The creative industries are worth over £87bn in GVA – more than oil and gas, life sciences and aerospace combined – and is the fastest-growing sector of the economy, employing 1 in 11 people. The UK has the largest cultural economy in the world relative to GDP and is the largest producer of recorded music in Europe and is the second largest exporter of music (after the US).
It is vital we get the best possible deal for the sector in a number of areas that have been so critical to its success – the ability to tour and trade easily with the UK’s largest export market and to attract talent, IP protection, EU arts funding, workers’ rights and the rights of EU citizens in the UK.
Musicians are very concerned that the Brexit process may lead to the introduction of individual member state work permits and/or visas for British musicians touring and working across Europe.

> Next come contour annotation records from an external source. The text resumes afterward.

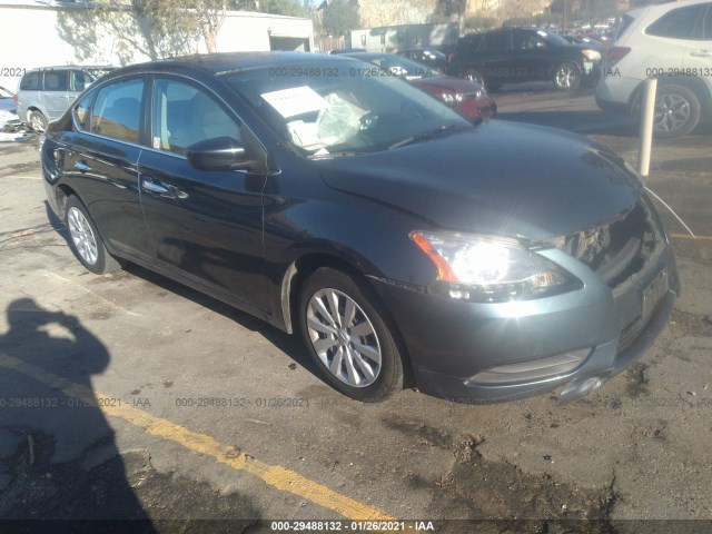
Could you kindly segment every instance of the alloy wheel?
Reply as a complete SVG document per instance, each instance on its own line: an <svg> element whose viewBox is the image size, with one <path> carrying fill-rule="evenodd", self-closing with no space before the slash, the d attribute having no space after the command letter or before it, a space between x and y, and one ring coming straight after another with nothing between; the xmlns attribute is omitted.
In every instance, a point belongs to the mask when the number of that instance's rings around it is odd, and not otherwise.
<svg viewBox="0 0 712 534"><path fill-rule="evenodd" d="M69 208L67 211L67 225L69 226L71 240L81 259L89 265L95 265L99 259L99 249L91 226L89 226L85 215L75 207Z"/></svg>
<svg viewBox="0 0 712 534"><path fill-rule="evenodd" d="M655 129L672 132L690 120L690 102L680 95L663 95L655 105Z"/></svg>
<svg viewBox="0 0 712 534"><path fill-rule="evenodd" d="M332 288L316 291L307 305L307 332L328 372L353 387L376 382L382 350L370 319L348 295Z"/></svg>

Most professional musicians and performers rely on touring and travelling for their careers and livelihoods and gigs are often organised at short notice. As some performers can be working in several different European countries over the course of a few days, the possible introduction of work permissions and/or visas for British musicians touring and working in Europe could be extremely detrimental.
Alison Thewliss MP says: “Today, I confirmed my support for professional musicians and performers in my constituency, and will urge the Government to ensure that they can continue to be able to travel easily across Europe post-Brexit for touring and performing with minimum administrative burdens”.
Horace Trubridge, Musicians’ Union General Secretary says: “British musicians have long enjoyed easy access to touring in Europe, as UK venues and festivals have benefited from easy access to European performers. We know from touring in the US and elsewhere, that visas and other restrictions impose significant costs and administration, and occasionally considerable financial loss when visas aren’t processed in time. We are calling on MPs and the Government to help secure a deal that will ensure ease of movement for touring and performing post-Brexit”.